II - L'avantage occulte au profit du dirigeant d'entreprise, une double peine fiscale

Le Conseil d'Etat l'indique expressément dans son considérant de principe, l'absence de mention des avantages en nature dans le relevé des frais généraux entraîne la qualification de ces derniers d'avantages occultes (CGI, at. 111 c). Cette qualification est grave. En effet, elle entraîne une double peine fiscale : d'une part, la société n'est plus autorisée à déduire de son résultat fiscal la valeur des avantages en nature. De son côté, le dirigeant, bénéficiaire de ces avantages, est imposé sur leur valeur dans le cadre de sa déclaration d'impôt sur le revenu. Il est à noter qu'en principe, face à des avantages occultes, l'administration doit demander à la société de lui indiquer le nom de leurs bénéficiaires (CGI, art. 117 N° Lexbase : L1784HNE). Si elle ne le fait pas, il est présumé que c'est le dirigeant qui les a appréhendés, et la société supporte une amende égale à 100 % des sommes versées ou distribuées, ramenée à 75 % si les sommes ont été incluses dans le résultat imposable de la société (CGI, art. 1759 N° Lexbase : L1751HN8). Dans l'espèce de l'arrêt commenté, l'administration sait déjà que les avantages ont bénéficié au dirigeant, il n'y a donc pas lieu de faire application ni de l'article 117, ni de l'article 1759.

Le montant équivalent à la valeur réelle des avantages en nature consentis au dirigeant est donc imposé à l'impôt sur le revenu dû par le dirigeant d'entreprise. Ceci ne correspond pas vraiment à une "peine", puisque de toute façon, ces avantages entrent, lorsqu'ils sont correctement comptabilisés, dans l'assiette de l'IR du dirigeant. En effet, l'article 82 du CGI (N° Lexbase : L1172ITL) prévoit que la rémunération des dirigeants prend en compte tous les avantages en nature ou en argent. Les avantages en nature suivent le régime fiscal de la rémunération principale, ils sont donc imposables soit au titre des traitements et salaires, soit au titre de l'article 62 du CGI (N° Lexbase : L2354IBS) qui concerne, notamment, les gérants de SARL majoritaires, et qui prévoit que ces traitements entrent dans l'assiette de l'IR du gérant s'ils ont été déduits du résultat imposable de la société. Le Conseil d'Etat a eu l'occasion de reprendre ces principes dans un arrêt ancien, datant du 11 mai 1984 (CE 7° et 9° s-s-r., n° 47658, inédit au recueil Lebon N° Lexbase : A6989ALG), par lequel il décide que l'avantage en nature est qualifié de supplément de salaire et imposé au nom du dirigeant comme tel même s'il est réintégré dans les résultats imposables de la société en tant que rémunération occulte.
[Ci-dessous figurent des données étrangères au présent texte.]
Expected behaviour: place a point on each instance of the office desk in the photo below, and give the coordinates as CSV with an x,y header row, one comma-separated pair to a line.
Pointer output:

La double peine provient de ce que la société n'est pas autorisée à déduire de son résultat imposable les sommes correspondant à des avantages occultes. Ces sommes sont imposées dans son résultat fiscal. Il en résulte une double imposition économique (puisque l'impôt est payé deux fois sur la même somme, mais pas par la même personne).

Au final, l'omission de déclaration des avantages en nature perçus par les gérants sur le relevé des frais généraux entraîne deux conséquences dommageables :
- l'application automatique d'une amende égale à 5 % des sommes omises ;
- la qualification des sommes d'avantages occultes, dont le montant est réintégré au résultat imposable de la société.

Cette dernière étant responsable des déclarations fiscales qu'elle dépose, il est au moins normal que les conséquences fâcheuses d'une omission déclarative pèsent sur elle, et non sur le dirigeant.

Décision

CE 8° et 3° s-s-r., 26 décembre 2013, n° 359497, mentionné aux tables du recueil Lebon (N° Lexbase : A9184KSX).

Rejet (CAA Paris, 10ème ch., 13 mars 2012, n° 10PA05496 N° Lexbase : A6715IIK).